In freshman screenwriter Jordan Melamed’s adaptation, all of these kids bounce around from day to day, getting high or drunk or giving their parents grief—most often, it’s implied, because Mom and Dad are cold-hearted jerks to begin with. Hunter is going to be forced by his hooker-loving father to go to Dartmouth if he doesn’t get into Harvard! Jessica’s mother (Ellen Barkin) wants her to see a therapist! During one fourth-wall-break, some girls spill “certain truths” directly to the camera, heartfelt beliefs such as “Chicks must come before dicks,” “The Hamptons rock,” and “Our parents suck.” Retch and repeat—none of these pretty people is believable as an upper-class bottom-feeder, and even if they were, there’s nothing interesting about them anyway. They’re good-looking, secretly (and, worse, superficially) hurting, and like to get fucked up.

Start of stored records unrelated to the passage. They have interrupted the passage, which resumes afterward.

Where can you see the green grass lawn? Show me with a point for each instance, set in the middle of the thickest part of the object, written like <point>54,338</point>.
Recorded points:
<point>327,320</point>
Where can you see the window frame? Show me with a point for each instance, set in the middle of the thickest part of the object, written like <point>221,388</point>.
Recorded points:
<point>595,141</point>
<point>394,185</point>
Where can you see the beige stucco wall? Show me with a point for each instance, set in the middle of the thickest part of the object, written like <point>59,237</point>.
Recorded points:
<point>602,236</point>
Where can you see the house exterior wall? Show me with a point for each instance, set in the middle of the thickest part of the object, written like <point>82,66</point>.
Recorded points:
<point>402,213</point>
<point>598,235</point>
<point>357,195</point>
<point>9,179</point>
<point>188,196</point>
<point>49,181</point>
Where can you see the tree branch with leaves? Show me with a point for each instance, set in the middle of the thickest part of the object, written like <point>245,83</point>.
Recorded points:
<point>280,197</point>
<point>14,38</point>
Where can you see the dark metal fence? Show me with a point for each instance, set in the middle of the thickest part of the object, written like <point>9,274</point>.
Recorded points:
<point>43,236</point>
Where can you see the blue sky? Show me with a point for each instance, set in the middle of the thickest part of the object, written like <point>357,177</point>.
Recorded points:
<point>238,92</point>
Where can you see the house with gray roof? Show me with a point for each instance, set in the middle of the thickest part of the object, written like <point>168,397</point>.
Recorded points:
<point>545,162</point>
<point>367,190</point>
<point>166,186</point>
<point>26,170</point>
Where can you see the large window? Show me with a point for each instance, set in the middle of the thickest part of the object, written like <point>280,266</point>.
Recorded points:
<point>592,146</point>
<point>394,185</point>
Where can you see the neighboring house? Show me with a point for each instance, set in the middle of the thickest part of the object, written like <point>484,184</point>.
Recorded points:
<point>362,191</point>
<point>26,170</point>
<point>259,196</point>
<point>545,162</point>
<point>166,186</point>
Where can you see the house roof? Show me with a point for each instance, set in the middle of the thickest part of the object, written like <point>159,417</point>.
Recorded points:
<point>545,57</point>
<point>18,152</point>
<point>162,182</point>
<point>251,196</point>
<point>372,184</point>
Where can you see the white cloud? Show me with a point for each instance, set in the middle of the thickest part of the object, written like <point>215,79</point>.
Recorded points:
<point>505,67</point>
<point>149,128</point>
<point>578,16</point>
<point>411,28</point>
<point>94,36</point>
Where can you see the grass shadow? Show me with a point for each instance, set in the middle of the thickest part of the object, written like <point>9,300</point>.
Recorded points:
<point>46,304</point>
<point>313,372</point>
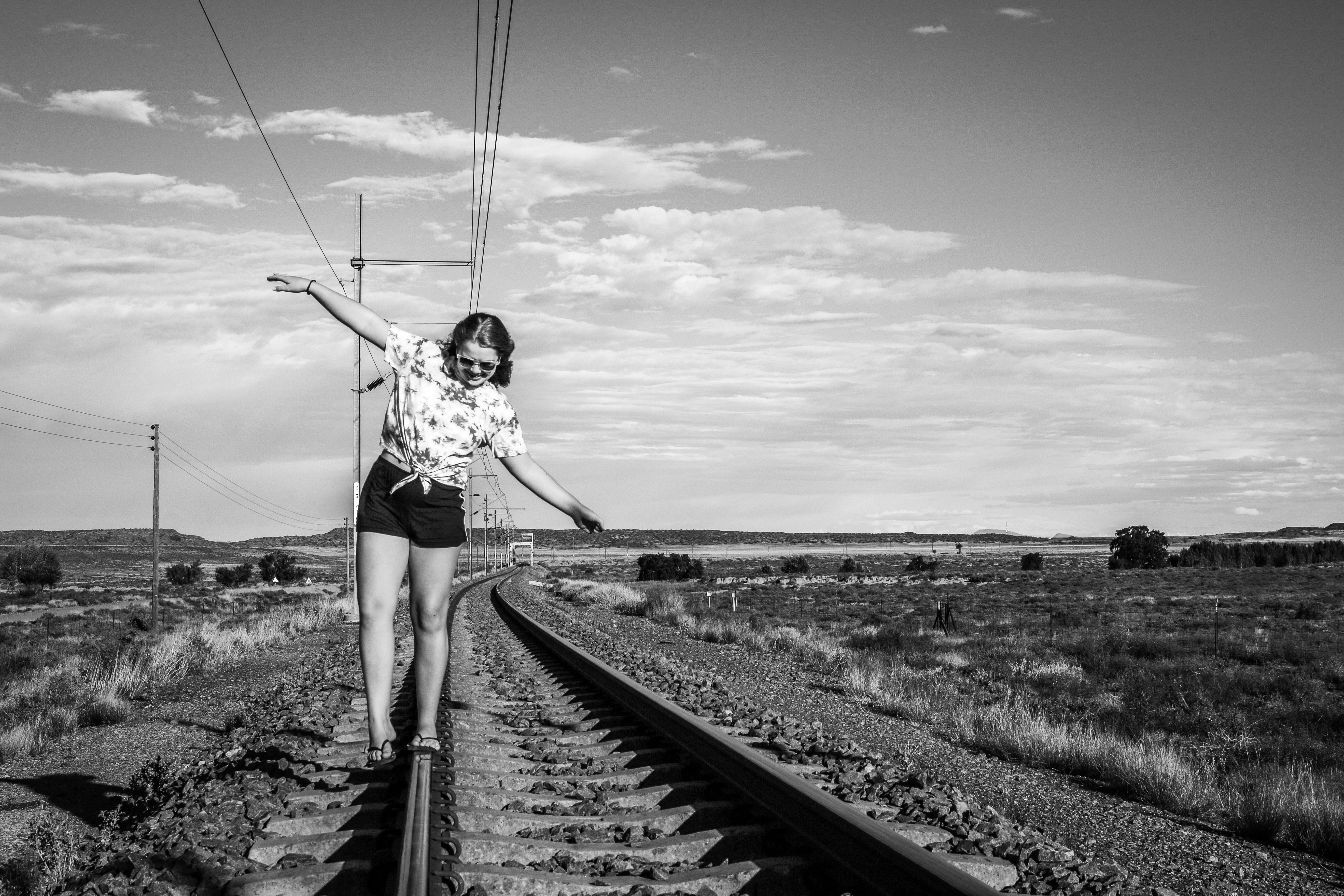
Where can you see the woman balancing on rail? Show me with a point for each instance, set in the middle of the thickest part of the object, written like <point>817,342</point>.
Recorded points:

Somehow, out of all this faux-chaotic excess, the lesson to be learned is to “live the best life we can.” White Mike’s mother said this, before she died of cancer, and he’s still struggling with that loss. (We see her in gauzy, brightly lit flashbacks that are nearly as cheesy as the kids’ gauzy, darkly lit benders.) And he gets extra good-guy points for like-liking Molly in return, though he can’t bring himself to tell her the truth about how he makes his money and instead leads her to believe he works at his family’s restaurant. (Guess whether she finds out anyway.)
Mike’s relationship-based-on-a-big-lie is the final nail that makes Schumacher’s attempt at a sleazed-up St. Elmo’s Fire intolerable. Living the best life you can would not include wasting your time on Twelve.